O soldado Antônio José de Abreu Vidal Filho, um dos policiais militares (PMs) réus acusados de participação na Chacina do Curió, que deixou 11 pessoas, a maioria jovens, mortas em Fortaleza em 2015, está nos Estados Unidos e não vai depor presencialmente no Tribunal do Júri. O julgamento começou no Fórum Clóvis Beviláqua, em Fortaleza, nesta terça-feira (20), e ele deve testemunhar por videoconferência.
De acordo com o advogado Delano Cruz, que representa a defesa de Antônio José, ele está de licença da Polícia Militar do Ceará (PMCE) "pois não tinha nenhum impedimento e nem prisão preventiva decretada" e está nos EUA desde 2019, pois foi acompanhar a esposa, que estuda educação física e administração de empresas.
"Ele está tranquilo. Vamos aguardar o resultado soberano do júri, e acredito que no máximo até sexta-feira (23) ele estará absolvido dessas graves imputações", afirma o advogado.
A expectativa é que os depoimentos dos réus sejam realizados entre esta quarta-feira (21) e quinta-feira (22), a depender do andamento da oitiva das testemunhas.
PM esteve na região do Curió, aponta processo
O PM não virá ao Ceará pois tem uma filha de quatro meses, conforme a defesa. A defesa dele pontua que o interrogatório acontecerá por vídeo e que eles "acreditam piamente que ele vai ser absolvido pois está provado nos autos que ele não estava nas cenas dos crimes".
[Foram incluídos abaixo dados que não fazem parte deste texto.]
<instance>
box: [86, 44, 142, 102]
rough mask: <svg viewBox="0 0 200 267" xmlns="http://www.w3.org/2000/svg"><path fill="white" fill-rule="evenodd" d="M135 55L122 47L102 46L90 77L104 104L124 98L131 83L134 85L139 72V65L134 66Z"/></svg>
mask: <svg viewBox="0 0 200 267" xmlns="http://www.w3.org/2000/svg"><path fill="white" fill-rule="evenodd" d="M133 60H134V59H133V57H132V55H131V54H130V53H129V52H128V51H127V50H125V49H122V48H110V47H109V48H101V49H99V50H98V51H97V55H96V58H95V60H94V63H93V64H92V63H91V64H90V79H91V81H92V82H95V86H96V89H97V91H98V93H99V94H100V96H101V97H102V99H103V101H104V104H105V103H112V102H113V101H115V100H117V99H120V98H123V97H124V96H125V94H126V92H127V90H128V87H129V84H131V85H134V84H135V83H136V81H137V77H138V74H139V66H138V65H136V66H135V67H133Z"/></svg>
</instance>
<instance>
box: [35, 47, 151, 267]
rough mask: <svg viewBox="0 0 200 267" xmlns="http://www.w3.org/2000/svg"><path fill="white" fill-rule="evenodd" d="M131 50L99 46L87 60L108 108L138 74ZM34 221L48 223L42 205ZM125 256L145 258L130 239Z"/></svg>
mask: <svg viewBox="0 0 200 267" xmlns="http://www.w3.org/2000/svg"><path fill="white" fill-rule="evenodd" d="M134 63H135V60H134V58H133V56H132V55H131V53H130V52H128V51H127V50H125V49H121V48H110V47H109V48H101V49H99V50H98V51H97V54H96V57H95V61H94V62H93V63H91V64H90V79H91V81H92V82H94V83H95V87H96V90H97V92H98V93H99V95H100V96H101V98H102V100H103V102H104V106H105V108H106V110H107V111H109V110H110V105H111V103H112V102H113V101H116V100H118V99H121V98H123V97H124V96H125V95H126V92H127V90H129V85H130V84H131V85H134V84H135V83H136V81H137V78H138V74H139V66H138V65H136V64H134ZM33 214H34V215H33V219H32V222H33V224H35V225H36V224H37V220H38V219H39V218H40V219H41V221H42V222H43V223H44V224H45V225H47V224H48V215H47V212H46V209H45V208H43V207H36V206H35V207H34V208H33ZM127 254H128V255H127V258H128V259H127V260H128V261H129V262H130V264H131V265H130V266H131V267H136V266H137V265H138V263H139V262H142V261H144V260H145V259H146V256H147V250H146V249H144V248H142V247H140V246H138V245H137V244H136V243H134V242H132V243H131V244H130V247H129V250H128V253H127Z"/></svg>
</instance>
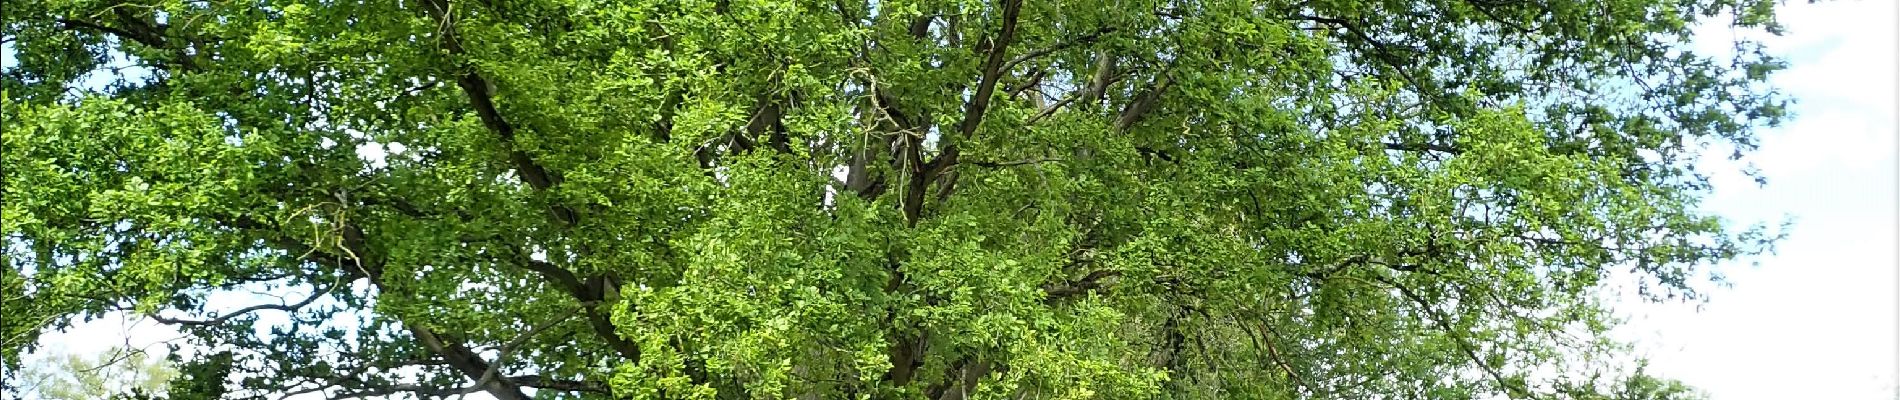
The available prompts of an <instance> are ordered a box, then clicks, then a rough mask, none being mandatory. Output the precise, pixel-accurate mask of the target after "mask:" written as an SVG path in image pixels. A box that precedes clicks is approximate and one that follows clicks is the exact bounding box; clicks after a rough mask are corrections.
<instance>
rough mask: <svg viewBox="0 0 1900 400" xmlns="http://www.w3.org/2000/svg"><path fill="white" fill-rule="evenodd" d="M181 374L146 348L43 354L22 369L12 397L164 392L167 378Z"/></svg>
mask: <svg viewBox="0 0 1900 400" xmlns="http://www.w3.org/2000/svg"><path fill="white" fill-rule="evenodd" d="M177 375H179V370H173V368H171V366H169V364H167V362H165V360H161V358H152V356H148V355H146V353H144V351H133V349H125V347H114V349H110V351H104V353H97V355H59V356H47V358H40V360H36V362H32V364H28V366H25V370H23V372H19V383H21V385H19V387H17V392H15V391H10V392H8V394H10V398H15V396H17V398H34V400H101V398H114V396H120V394H131V396H150V394H160V396H161V394H165V389H167V385H165V383H167V381H171V379H173V377H177Z"/></svg>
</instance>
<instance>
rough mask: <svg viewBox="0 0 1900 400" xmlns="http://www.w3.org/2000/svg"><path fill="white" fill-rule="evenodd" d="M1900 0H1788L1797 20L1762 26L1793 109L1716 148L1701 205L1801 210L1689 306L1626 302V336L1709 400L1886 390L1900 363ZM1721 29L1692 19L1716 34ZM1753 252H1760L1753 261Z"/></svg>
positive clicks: (1761, 219)
mask: <svg viewBox="0 0 1900 400" xmlns="http://www.w3.org/2000/svg"><path fill="white" fill-rule="evenodd" d="M1894 4H1896V2H1894V0H1862V2H1822V4H1807V2H1790V4H1782V9H1780V11H1778V17H1780V21H1782V23H1784V25H1786V27H1788V34H1786V36H1780V38H1767V40H1765V42H1767V49H1769V51H1771V53H1773V55H1778V57H1784V59H1788V63H1790V64H1792V68H1788V70H1784V72H1780V74H1778V76H1773V78H1771V80H1773V83H1775V85H1778V87H1780V89H1782V91H1784V93H1786V95H1790V97H1794V99H1796V104H1794V106H1792V112H1794V114H1796V118H1794V121H1792V123H1786V125H1784V127H1780V129H1771V131H1767V133H1765V135H1763V136H1761V148H1759V150H1758V152H1756V154H1754V155H1750V157H1744V161H1752V163H1754V165H1756V167H1759V169H1761V173H1763V174H1765V176H1767V186H1756V184H1754V182H1750V178H1746V176H1744V174H1740V173H1739V167H1740V165H1737V163H1725V161H1716V159H1712V161H1710V163H1706V165H1708V167H1706V171H1718V173H1716V174H1712V180H1714V186H1716V193H1714V195H1712V197H1708V199H1706V203H1704V207H1708V210H1714V212H1718V214H1721V216H1723V218H1727V220H1731V222H1737V224H1754V222H1767V224H1778V222H1780V220H1784V216H1794V226H1792V231H1788V239H1786V241H1782V243H1780V245H1778V246H1777V254H1773V256H1765V258H1759V260H1746V262H1733V264H1727V265H1718V267H1720V269H1721V271H1723V275H1727V277H1729V282H1731V284H1733V286H1729V288H1718V290H1710V292H1708V294H1710V296H1712V300H1710V301H1708V303H1704V307H1701V311H1697V307H1691V305H1645V303H1625V311H1628V317H1630V324H1628V326H1625V328H1623V332H1619V334H1623V336H1625V337H1626V339H1634V341H1638V345H1640V347H1638V349H1640V353H1642V355H1645V356H1649V358H1651V372H1653V373H1659V375H1666V377H1676V379H1682V381H1685V383H1689V385H1693V387H1699V389H1702V391H1706V392H1708V394H1710V398H1714V400H1784V398H1824V400H1891V398H1900V396H1896V392H1894V370H1896V368H1900V364H1896V356H1900V355H1896V347H1894V343H1896V336H1894V330H1896V324H1900V320H1896V317H1894V315H1896V298H1894V292H1896V286H1900V281H1896V277H1894V269H1896V254H1900V250H1896V235H1894V229H1896V226H1900V218H1896V212H1894V209H1896V201H1894V186H1896V174H1894V173H1896V165H1894V161H1896V154H1900V148H1896V142H1894V136H1896V133H1900V127H1896V116H1894V108H1896V104H1894V100H1896V82H1894V76H1896V68H1894V63H1896V57H1900V55H1896V44H1894V38H1896V32H1894V23H1896V15H1900V13H1896V9H1894ZM1729 38H1733V36H1731V32H1729V30H1727V28H1725V27H1704V28H1701V30H1699V32H1697V40H1699V47H1704V49H1716V47H1721V45H1723V44H1725V42H1727V40H1729ZM1750 262H1759V265H1752V264H1750Z"/></svg>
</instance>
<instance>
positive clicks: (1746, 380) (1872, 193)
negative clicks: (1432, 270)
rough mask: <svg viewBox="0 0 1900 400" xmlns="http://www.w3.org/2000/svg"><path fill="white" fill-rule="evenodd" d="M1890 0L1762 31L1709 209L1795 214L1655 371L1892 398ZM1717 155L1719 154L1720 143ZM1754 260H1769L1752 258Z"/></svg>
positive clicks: (149, 328) (1748, 260)
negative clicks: (1764, 94) (1785, 60)
mask: <svg viewBox="0 0 1900 400" xmlns="http://www.w3.org/2000/svg"><path fill="white" fill-rule="evenodd" d="M1894 8H1896V6H1894V0H1860V2H1822V4H1807V2H1790V4H1784V6H1782V9H1780V19H1782V23H1784V25H1786V27H1788V34H1786V36H1780V38H1763V40H1765V42H1767V45H1769V51H1771V53H1775V55H1780V57H1786V59H1788V61H1790V64H1792V68H1788V70H1784V72H1782V74H1778V76H1777V78H1775V83H1777V85H1778V87H1780V89H1782V91H1786V93H1788V95H1792V97H1794V99H1796V100H1797V102H1796V104H1794V112H1796V119H1794V121H1792V123H1788V125H1784V127H1780V129H1773V131H1767V133H1765V135H1763V138H1761V150H1758V152H1756V154H1752V155H1750V157H1746V159H1744V161H1748V163H1754V165H1756V167H1759V169H1761V173H1763V174H1765V176H1767V178H1769V184H1767V186H1765V188H1761V186H1756V184H1754V182H1752V180H1750V178H1746V176H1742V174H1740V169H1742V167H1744V165H1742V163H1731V161H1725V159H1723V157H1716V159H1708V161H1706V165H1704V171H1712V173H1714V176H1712V178H1714V184H1716V193H1714V195H1712V197H1708V203H1706V207H1708V209H1710V210H1714V212H1718V214H1721V216H1725V218H1729V220H1731V222H1737V224H1756V222H1765V224H1777V222H1780V220H1784V218H1786V216H1794V218H1796V226H1794V227H1792V231H1790V237H1788V239H1786V241H1784V243H1782V245H1780V248H1778V252H1777V254H1775V256H1765V258H1759V260H1742V262H1733V264H1729V265H1718V267H1720V269H1721V271H1723V273H1725V275H1727V277H1729V282H1733V286H1731V288H1716V290H1708V294H1710V296H1712V300H1710V301H1708V303H1702V305H1701V307H1695V305H1655V303H1640V301H1625V303H1623V305H1621V307H1623V311H1626V315H1628V317H1630V324H1628V326H1623V328H1621V330H1619V332H1617V334H1619V336H1621V337H1623V339H1630V341H1636V343H1638V353H1640V355H1644V356H1647V358H1651V372H1653V373H1661V375H1666V377H1676V379H1682V381H1685V383H1689V385H1695V387H1699V389H1702V391H1706V392H1708V394H1710V396H1712V398H1714V400H1769V398H1773V400H1784V398H1820V400H1891V398H1900V396H1896V389H1894V385H1896V377H1894V372H1896V370H1900V364H1896V358H1900V353H1896V345H1894V343H1896V326H1900V320H1896V313H1900V309H1896V303H1900V300H1896V298H1894V292H1896V288H1900V281H1896V273H1894V271H1896V256H1900V250H1896V248H1900V246H1896V226H1900V216H1896V205H1900V203H1896V199H1894V186H1896V182H1900V180H1896V171H1900V165H1896V154H1900V148H1896V142H1894V136H1896V133H1900V127H1896V119H1900V118H1896V114H1894V110H1896V89H1900V87H1896V82H1894V76H1896V57H1900V55H1896V32H1894V25H1896V17H1900V13H1896V9H1894ZM1731 38H1733V32H1731V30H1727V28H1725V27H1721V25H1720V23H1716V25H1712V27H1704V28H1701V30H1699V47H1702V49H1704V51H1723V49H1725V45H1727V42H1729V40H1731ZM1710 154H1714V155H1720V154H1725V152H1720V150H1718V152H1710ZM1752 262H1759V265H1754V264H1752ZM175 336H177V334H175V332H171V330H167V328H163V326H156V324H152V322H133V320H122V318H116V317H114V318H106V320H99V322H93V324H84V326H78V328H76V330H72V332H66V334H53V336H47V337H46V345H49V347H51V349H63V351H74V353H95V351H103V349H106V347H110V345H122V343H127V341H129V343H154V341H161V339H169V337H175Z"/></svg>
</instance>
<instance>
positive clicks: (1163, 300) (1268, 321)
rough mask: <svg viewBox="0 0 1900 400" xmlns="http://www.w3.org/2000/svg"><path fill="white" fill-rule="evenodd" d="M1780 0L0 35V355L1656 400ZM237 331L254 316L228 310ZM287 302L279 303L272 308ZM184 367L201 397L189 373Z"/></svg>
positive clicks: (678, 385)
mask: <svg viewBox="0 0 1900 400" xmlns="http://www.w3.org/2000/svg"><path fill="white" fill-rule="evenodd" d="M1718 15H1729V17H1733V21H1735V25H1737V28H1761V30H1769V32H1777V30H1778V27H1777V25H1775V23H1773V19H1771V15H1773V9H1771V2H1769V0H1740V2H1737V0H1701V2H1680V0H1668V2H1664V0H1433V2H1412V0H1372V2H1362V0H1298V2H1288V0H1265V2H1250V0H1054V2H1028V0H855V2H853V0H762V2H750V0H663V2H602V0H399V2H359V0H287V2H220V0H209V2H199V0H8V4H6V8H4V30H0V42H4V45H0V47H4V51H6V53H8V55H10V59H8V64H6V68H4V78H0V89H4V108H6V110H4V114H0V116H4V209H0V210H4V229H0V233H4V235H6V252H4V254H6V275H4V277H0V286H4V296H6V301H4V307H6V309H4V313H6V318H4V324H0V334H4V339H6V341H4V347H0V351H4V360H6V364H8V366H10V370H11V368H17V364H19V360H21V358H19V356H21V353H25V351H30V349H32V347H34V343H36V339H38V337H40V336H42V334H47V332H49V330H46V328H55V330H57V328H61V326H70V324H72V322H76V320H84V318H91V317H99V315H104V313H114V311H125V313H137V315H148V317H152V318H156V320H161V322H167V324H175V326H179V328H180V330H182V332H186V334H190V343H186V345H188V349H198V351H196V353H192V351H184V353H180V355H192V356H190V358H192V360H194V362H192V364H190V366H186V370H188V373H186V375H188V377H198V381H192V379H180V381H179V383H177V387H173V391H171V392H173V394H175V396H207V398H218V396H224V398H243V396H268V398H276V396H277V394H291V392H321V394H327V396H380V394H414V396H422V398H433V396H448V394H464V392H486V394H490V396H494V398H504V400H515V398H528V396H530V394H532V396H542V398H547V396H557V398H1484V396H1511V398H1663V396H1680V394H1687V392H1689V391H1687V389H1683V387H1680V385H1674V383H1668V381H1657V379H1649V377H1642V375H1634V377H1623V375H1619V373H1623V370H1619V368H1617V364H1615V362H1611V360H1613V356H1615V355H1617V347H1615V345H1613V343H1609V341H1607V339H1606V337H1604V334H1606V330H1607V328H1609V326H1613V322H1615V318H1613V315H1611V313H1609V309H1606V305H1604V303H1602V301H1600V300H1598V298H1596V296H1594V294H1596V290H1600V288H1604V284H1606V282H1607V281H1609V279H1613V275H1615V273H1619V271H1632V273H1634V275H1636V277H1642V279H1644V282H1647V284H1645V286H1644V288H1645V294H1651V296H1655V298H1678V296H1691V298H1693V296H1695V288H1697V286H1699V284H1701V282H1702V277H1706V271H1704V269H1702V265H1708V264H1712V262H1721V260H1731V258H1737V256H1746V254H1754V252H1759V250H1763V248H1765V245H1767V243H1771V239H1773V237H1771V235H1763V233H1761V231H1737V229H1733V227H1731V226H1725V224H1723V222H1720V220H1718V218H1714V216H1708V214H1704V212H1701V210H1699V207H1697V199H1699V197H1701V195H1702V193H1706V190H1708V184H1706V180H1704V178H1702V176H1701V174H1699V173H1697V171H1695V169H1693V161H1695V159H1697V157H1701V152H1699V150H1701V146H1702V144H1710V142H1720V144H1733V146H1737V148H1742V150H1748V148H1752V146H1754V131H1756V129H1758V127H1765V125H1773V123H1777V121H1780V118H1782V99H1778V97H1777V93H1775V91H1773V89H1771V87H1765V85H1763V82H1765V76H1767V74H1769V72H1773V70H1777V68H1780V64H1778V63H1777V61H1773V59H1769V57H1765V55H1763V53H1761V51H1759V45H1756V44H1748V42H1742V44H1737V51H1735V57H1733V59H1729V57H1723V59H1710V57H1708V55H1699V53H1695V51H1691V49H1689V47H1687V40H1689V32H1691V27H1695V23H1697V21H1701V19H1708V17H1718ZM253 290H262V292H264V294H268V296H247V294H249V292H253ZM274 296H281V298H274ZM213 353H217V356H211V355H213Z"/></svg>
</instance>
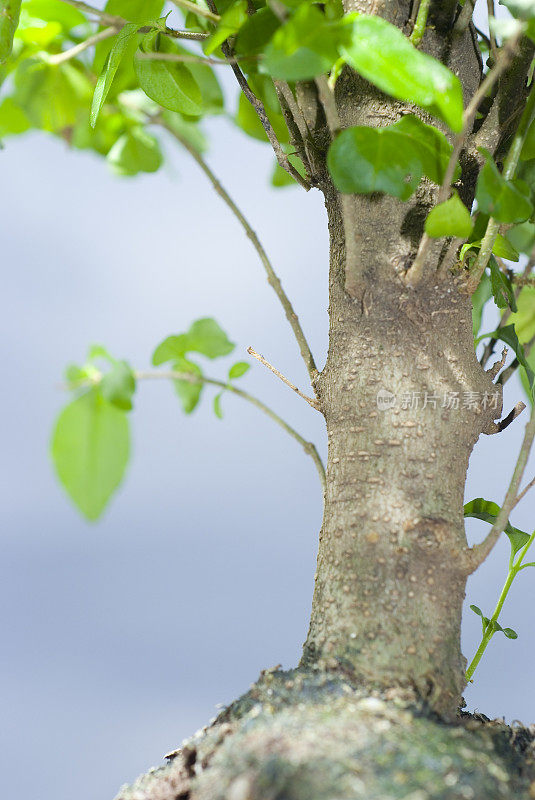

Segundo os autos do processo, o PM inicialmente mentiu que não estava na região da Grande Messejana na noite da chacina. Ele depôs que na madrugada do dia 12 de novembro saiu para jantar com a namorada e retornou para casa, sem passar pelas imediações de onde ocorreram os assassinatos.
Entretanto, conforme a denúncia do MPCE, a quebra do sigilo telefônico, por meio da análise das Estações Rádio Base (ERBs) permitiu que os investigadores descobrissem que às 01h29 o soldado recebeu uma ligação de celular na região da Lagoa Redonda e, minutos depois, fez um telefonema, na área do Curió, exatamente onde ocorreram as execuções.
Conforme a denúncia, isso mostra que "sem sombra de dúvidas' Antônio José "corroborou na autoria dos fatos delituosos".
Traumas expostos no Júri
O começo do Júri do Curió, que deverá ser um marco na Segurança Pública do Ceará, contou com a escolha do júri, composto por cinco homens e duas mulheres, e depoimentos de três sobreviventes e testemunhas de acusação.
A primeira pessoa a depor foi um dos sobreviventes, um homem de 28 anos. Ele, que tinha 20 anos no dia do crime, relatou no julgamento que levou entre 8 e 12 tiros de homens armados que se apresentaram como policiais para rendê-los e confessou que tem medo da polícia.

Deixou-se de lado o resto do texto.